Après l’attaquant Marcus Thuram, la veille, le capitaine de l’équipe de France, Kylian Mbappé, s’est engagé dans la bataille des élections législatives, dimanche 16 juin, lors d’une conférence de presse à Düsseldorf (Allemagne), à la veille du premier match de l’équipe de France dans l’Euro 2024, contre l’Autriche.
« Je pense qu’on est dans un moment crucial de l’histoire de notre pays, a énoncé Mbappé dès le début de sa prise de parole. Il faut savoir faire la part des choses et avoir le sens des priorités : l’Euro a une place très importante dans nos carrières, mais on est des citoyens avant tout, et je pense qu’on ne doit pas être déconnectés du monde qui nous entoure, et encore moins quand ça concerne notre pays. » Il s’agissait, pour le capitaine des Bleus, de corriger certaines prises de parole de ses coéquipiers plus tôt dans la semaine, qui avaient pu paraître déconnectées de la situation politique française et de sa gravité.
Par la suite, plusieurs joueurs avaient rectifié le tir en incitant à aller voter, avant que Marcus Thuram ne s’engage de façon beaucoup plus marquée, samedi, appelant à « se battre pour que le Rassemblement national [RN] ne passe pas ». Un message salué principalement à gauche, et qui a suscité des réactions irritées côté RN, telle celle du porte-parole, Julien Odoul, sur X : « Le citoyen Marcus n’a jamais dit un mot pour exprimer sa tristesse quand Thomas, Lola et toutes les autres jeunes victimes ont été massacrées par la racaille.
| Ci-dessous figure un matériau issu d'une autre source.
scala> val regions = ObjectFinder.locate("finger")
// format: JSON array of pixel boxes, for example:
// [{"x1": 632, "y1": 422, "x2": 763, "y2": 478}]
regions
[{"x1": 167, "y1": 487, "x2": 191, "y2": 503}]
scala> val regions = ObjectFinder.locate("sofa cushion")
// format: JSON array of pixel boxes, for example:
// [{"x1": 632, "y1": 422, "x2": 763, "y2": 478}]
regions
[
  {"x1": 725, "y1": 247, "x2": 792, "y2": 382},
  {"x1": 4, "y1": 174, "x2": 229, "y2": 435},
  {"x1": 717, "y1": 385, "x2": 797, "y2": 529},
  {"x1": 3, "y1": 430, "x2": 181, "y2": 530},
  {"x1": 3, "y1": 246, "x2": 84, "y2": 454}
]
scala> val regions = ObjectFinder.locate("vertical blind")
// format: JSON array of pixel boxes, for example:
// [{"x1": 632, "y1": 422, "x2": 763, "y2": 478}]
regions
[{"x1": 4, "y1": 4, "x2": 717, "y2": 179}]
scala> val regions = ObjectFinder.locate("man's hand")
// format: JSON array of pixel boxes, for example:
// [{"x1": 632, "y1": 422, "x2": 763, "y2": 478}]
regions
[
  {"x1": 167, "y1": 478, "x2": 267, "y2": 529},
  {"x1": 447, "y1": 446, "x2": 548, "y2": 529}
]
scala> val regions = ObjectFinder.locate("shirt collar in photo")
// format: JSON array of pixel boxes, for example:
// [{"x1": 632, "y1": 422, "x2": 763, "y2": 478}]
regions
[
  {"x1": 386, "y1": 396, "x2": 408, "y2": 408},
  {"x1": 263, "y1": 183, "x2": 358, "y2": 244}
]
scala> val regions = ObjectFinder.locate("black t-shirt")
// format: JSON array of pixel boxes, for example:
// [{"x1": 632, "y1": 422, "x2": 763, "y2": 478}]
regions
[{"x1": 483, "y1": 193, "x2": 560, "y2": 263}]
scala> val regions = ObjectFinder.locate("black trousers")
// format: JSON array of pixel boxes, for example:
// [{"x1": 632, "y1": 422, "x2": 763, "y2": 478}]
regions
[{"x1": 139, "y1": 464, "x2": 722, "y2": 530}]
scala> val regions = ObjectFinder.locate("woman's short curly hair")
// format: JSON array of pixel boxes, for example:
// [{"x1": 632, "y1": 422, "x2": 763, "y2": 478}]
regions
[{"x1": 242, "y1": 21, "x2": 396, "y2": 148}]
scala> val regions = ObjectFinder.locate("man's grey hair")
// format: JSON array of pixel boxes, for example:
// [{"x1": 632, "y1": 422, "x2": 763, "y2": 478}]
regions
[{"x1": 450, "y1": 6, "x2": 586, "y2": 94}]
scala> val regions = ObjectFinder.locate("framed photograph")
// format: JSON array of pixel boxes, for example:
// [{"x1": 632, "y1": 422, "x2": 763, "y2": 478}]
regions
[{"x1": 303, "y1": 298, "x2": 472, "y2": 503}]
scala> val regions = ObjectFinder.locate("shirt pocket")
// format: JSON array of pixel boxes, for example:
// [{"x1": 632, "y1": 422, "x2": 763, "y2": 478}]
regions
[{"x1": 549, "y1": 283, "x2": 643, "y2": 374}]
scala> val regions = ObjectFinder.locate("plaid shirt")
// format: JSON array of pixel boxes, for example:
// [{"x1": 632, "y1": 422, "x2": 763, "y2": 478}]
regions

Ras-le-bol de ces donneurs de leçon privilégiés qui prennent les Français pour des imbéciles ! »
Une initiative commune « très bientôt »
Samedi soir, dans un communiqué, la Fédération française de football (FFF) a tenté de recadrer les choses en « s’associ[ant] au nécessaire appel à aller voter », tout en « souhait[ant] que soit comprise et respectée par tous sa neutralité (…) ainsi que celle de la sélection », suggérant que le joueur s’était écarté de ce principe.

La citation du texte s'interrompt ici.